Pessoas com deficiência poderão ser consideradas idosas a partir dos 50 anos caso um projeto de lei em tramitação no Senado seja aprovado. A proposta altera o Estatuto da Pessoa Idosa, que atualmente estabelece 60 anos como idade mínima para esse enquadramento, mas não prevê uma redução automática para todos os brasileiros com deficiência.
O texto já passou pela Câmara dos Deputados e recebeu aval das Comissões de Assuntos Sociais (CAS) e de Direitos Humanos (CDH) do Senado. Para entrar em vigor, no entanto, a proposta ainda precisa concluir sua tramitação no Congresso e ser sancionada.
A principal mudança prevista é a possibilidade de antecipar o reconhecimento da condição de pessoa idosa para cidadãos com deficiência que tenham 50 anos ou mais. A classificação dependerá de uma análise individual, levando em consideração fatores médicos, psicológicos e sociais.
Pelo projeto, completar 50 anos não seria suficiente para que uma pessoa com deficiência passasse automaticamente a ser enquadrada como idosa. A definição dependeria de uma avaliação específica, conforme critérios estabelecidos na proposta.
O relator na Comissão de Assuntos Sociais, senador Flávio Arns (PSB-PR), argumenta que determinadas deficiências podem estar associadas a uma redução significativa da expectativa de vida em comparação com a média da população.
Na avaliação do parlamentar, reconhecer essas diferenças seria uma forma de adaptar a legislação às condições específicas enfrentadas por esse grupo.
Já o senador Paulo Paim (PT-RS), relator na Comissão de Direitos Humanos, defende que a mudança permitiria aplicar conceitos de envelhecimento ativo levando em consideração as particularidades das pessoas com deficiência.
Quais direitos podem ser alcançados
Caso seja aprovado nos termos atualmente discutidos, o projeto permitirá que pessoas com deficiência enquadradas como idosas tenham acesso às garantias previstas no Estatuto da Pessoa Idosa.

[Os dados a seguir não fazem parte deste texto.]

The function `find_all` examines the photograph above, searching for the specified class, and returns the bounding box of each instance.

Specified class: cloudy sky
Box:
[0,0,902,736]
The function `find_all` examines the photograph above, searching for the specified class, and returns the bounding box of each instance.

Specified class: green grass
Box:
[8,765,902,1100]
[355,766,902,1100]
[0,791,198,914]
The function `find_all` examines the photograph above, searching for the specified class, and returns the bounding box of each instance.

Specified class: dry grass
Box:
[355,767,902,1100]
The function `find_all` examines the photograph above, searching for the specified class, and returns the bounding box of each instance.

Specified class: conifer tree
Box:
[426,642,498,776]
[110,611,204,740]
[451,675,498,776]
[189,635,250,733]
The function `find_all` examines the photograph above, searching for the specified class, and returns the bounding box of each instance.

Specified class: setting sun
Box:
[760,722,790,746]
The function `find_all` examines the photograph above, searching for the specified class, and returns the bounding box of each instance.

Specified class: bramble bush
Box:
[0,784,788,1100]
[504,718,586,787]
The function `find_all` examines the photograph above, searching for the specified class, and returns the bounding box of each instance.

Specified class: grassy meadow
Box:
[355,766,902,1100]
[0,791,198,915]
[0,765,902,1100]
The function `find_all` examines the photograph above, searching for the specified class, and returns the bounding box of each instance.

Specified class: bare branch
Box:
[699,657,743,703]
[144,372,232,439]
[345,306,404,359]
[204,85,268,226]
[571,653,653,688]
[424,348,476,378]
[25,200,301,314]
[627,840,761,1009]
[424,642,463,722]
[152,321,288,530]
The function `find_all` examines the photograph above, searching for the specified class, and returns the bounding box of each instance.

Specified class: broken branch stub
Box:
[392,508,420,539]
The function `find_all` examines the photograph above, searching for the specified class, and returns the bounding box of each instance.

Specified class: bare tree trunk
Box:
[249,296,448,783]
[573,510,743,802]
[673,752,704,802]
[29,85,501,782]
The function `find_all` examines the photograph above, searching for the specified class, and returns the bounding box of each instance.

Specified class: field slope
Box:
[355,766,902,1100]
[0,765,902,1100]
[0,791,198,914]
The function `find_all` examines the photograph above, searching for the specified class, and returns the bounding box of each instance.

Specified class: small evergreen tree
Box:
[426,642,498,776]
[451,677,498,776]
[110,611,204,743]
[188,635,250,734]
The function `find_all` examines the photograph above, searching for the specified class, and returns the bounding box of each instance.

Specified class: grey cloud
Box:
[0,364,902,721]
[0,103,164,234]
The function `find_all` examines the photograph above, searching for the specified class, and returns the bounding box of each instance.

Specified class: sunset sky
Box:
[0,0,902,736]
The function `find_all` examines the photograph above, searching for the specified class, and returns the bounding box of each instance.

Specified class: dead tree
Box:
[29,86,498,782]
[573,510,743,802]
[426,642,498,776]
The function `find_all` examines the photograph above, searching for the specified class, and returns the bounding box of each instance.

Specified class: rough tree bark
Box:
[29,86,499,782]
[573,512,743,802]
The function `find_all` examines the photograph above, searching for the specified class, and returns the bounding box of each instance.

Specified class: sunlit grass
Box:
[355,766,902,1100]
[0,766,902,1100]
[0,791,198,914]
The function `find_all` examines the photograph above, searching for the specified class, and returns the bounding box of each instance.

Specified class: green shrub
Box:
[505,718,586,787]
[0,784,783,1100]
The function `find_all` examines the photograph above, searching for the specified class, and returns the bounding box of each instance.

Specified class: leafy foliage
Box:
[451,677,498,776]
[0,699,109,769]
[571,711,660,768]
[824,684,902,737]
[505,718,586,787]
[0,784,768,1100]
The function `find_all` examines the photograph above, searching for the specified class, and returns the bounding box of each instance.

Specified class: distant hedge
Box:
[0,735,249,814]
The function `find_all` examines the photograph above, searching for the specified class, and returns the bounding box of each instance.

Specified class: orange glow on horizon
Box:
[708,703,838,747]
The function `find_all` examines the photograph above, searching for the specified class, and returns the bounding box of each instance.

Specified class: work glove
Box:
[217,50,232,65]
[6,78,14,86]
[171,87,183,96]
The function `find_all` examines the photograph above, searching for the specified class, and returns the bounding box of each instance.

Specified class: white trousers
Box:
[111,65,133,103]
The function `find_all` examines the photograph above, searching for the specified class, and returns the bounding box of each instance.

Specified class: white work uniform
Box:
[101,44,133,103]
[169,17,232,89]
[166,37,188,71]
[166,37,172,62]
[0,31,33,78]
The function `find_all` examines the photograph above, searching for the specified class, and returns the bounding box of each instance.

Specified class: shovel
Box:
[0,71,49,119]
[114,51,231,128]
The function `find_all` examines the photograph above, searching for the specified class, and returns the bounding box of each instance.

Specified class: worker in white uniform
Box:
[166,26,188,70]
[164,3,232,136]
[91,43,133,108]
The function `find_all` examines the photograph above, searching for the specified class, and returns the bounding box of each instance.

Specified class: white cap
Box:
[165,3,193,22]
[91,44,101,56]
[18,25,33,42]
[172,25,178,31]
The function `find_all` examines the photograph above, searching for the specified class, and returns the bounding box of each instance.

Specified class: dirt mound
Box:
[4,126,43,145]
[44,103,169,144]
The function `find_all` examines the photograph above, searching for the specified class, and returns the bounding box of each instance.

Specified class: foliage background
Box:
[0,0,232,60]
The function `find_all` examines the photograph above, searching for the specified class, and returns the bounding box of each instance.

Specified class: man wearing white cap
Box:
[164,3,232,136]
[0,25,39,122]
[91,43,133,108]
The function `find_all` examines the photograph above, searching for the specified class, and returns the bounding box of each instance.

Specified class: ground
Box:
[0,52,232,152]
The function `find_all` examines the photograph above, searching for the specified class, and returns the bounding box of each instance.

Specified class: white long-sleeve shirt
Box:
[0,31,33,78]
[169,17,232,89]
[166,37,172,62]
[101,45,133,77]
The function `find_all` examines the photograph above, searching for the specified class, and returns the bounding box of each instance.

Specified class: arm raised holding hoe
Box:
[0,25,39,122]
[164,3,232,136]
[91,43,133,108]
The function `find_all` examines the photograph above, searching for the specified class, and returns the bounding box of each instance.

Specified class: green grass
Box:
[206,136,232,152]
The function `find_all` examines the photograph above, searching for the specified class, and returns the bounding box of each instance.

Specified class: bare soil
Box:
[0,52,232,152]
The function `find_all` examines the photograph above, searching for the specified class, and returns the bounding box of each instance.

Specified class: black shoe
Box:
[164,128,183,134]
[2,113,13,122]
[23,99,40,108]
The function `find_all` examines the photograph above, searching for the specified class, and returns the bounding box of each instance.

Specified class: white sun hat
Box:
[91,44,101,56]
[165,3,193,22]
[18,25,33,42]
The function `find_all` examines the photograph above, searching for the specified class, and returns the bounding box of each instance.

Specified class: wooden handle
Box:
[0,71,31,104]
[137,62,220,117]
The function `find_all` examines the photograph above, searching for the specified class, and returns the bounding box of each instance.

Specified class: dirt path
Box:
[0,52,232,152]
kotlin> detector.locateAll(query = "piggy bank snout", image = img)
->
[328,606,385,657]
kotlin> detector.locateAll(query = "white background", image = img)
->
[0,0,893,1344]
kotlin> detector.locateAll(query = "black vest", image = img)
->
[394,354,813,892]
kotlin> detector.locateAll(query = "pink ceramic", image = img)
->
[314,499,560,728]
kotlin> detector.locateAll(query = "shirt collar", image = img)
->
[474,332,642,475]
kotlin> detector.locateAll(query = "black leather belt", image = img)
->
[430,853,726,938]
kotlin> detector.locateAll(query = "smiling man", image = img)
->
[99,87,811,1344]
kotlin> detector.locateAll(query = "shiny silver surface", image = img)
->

A legislação brasileira estabelece atualmente uma série de direitos para pessoas com 60 anos ou mais, incluindo medidas relacionadas à saúde, assistência social, transporte, atendimento prioritário e proteção contra situações de violência e negligência.
A proposta, portanto, não pretende simplesmente alterar a idade considerada como velhice para toda a população. A mudança seria direcionada especificamente às pessoas com deficiência, mediante avaliação individual.
Envelhecimento aumenta pressão sobre políticas públicas
A discussão ocorre em um momento de acelerado envelhecimento da população brasileira. Projeções citadas nas informações do IBGE apontam que, daqui a cerca de 45 anos, pessoas com mais de 60 anos poderão representar 37,8% da população brasileira, o equivalente a aproximadamente 75,3 milhões de idosos.
O cenário coloca pressão sobre políticas públicas de saúde, previdência e assistência social. Segundo dados do Estudo Longitudinal da Saúde dos Idosos Brasileiros (Elsi-Brasil), conduzido pela Fiocruz em parceria com a Universidade Federal de Minas Gerais (UFMG), mais de 80% dos brasileiros acima dos 60 anos dependem do Sistema Único de Saúde (SUS).
A evolução demográfica também amplia a necessidade de planejamento para atender uma população cada vez mais longeva, especialmente diante do crescimento da demanda por serviços de saúde e assistência.
Proposta ainda não está valendo
Apesar dos avanços obtidos no Congresso, a mudança não está em vigor. Pessoas com deficiência continuam submetidas à regra atual do Estatuto da Pessoa Idosa, que considera idosa a pessoa com 60 anos ou mais.
Se a proposta for aprovada definitivamente, pessoas com deficiência a partir dos 50 anos poderão ser enquadradas na legislação específica, desde que atendam aos critérios e sejam submetidas à avaliação prevista no texto.